Think of e-signatures as falling into one of two buckets based on whether the contract or record being electronically signed is considered “low priority” (the enforceability is not likely to be challenged, such as on a low-value, one-time transaction), or “high priority” (enforceability of the agreement is very important given the strategic or monetary value of the transaction).  For low priority contracts and records unlikely to be challenged, being able to conclusively attribute an e-signature to a person may be less critical, so an identifier on a contract or record (“/s/ Scott Signer”) without a strong authentication mechanism may be “good enough.”  For high priority contracts and records, being able to conclusively establish affixation, acceptance and attribution is critical, so using a strong e-signature process (such as an e-signature provider) that validates the identity of each signatory, and keeps copies of the signed agreement available to each signatory, can help ensure enforceability.

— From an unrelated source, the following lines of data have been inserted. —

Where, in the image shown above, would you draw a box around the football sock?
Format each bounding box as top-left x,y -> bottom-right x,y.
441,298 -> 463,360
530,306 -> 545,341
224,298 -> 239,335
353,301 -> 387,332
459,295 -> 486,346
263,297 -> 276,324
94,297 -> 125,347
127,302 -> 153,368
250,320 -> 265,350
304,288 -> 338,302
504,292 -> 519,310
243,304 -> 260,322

The reverse is also true — be careful that you don’t unintentionally create an electronic signature (e.g., with an email signature).  You don’t want someone trying to argue that your email saying “yes, that sounds good” to a business offer, where your email had your signature as General Counsel or Chief Operating Officer, constituted a binding agreement.  (I use a disclaimer in my long-form work email signature that emails cannot be used as an electronic signature.)


I would strongly encourage all companies interested in using electronic signatures on contracts to consider an electronic signature provider such as EchoSign or DocuSign.  E-signature providers have well-developed systems that make it easy for companies to execute contracts, forms, and other records electronically through a legally defensible process, can support “batch sending” of documents for signature via a mail merge-like process, and can be configured to automatically send fully executed copies to all parties (as well as to your Legal department or contract manager).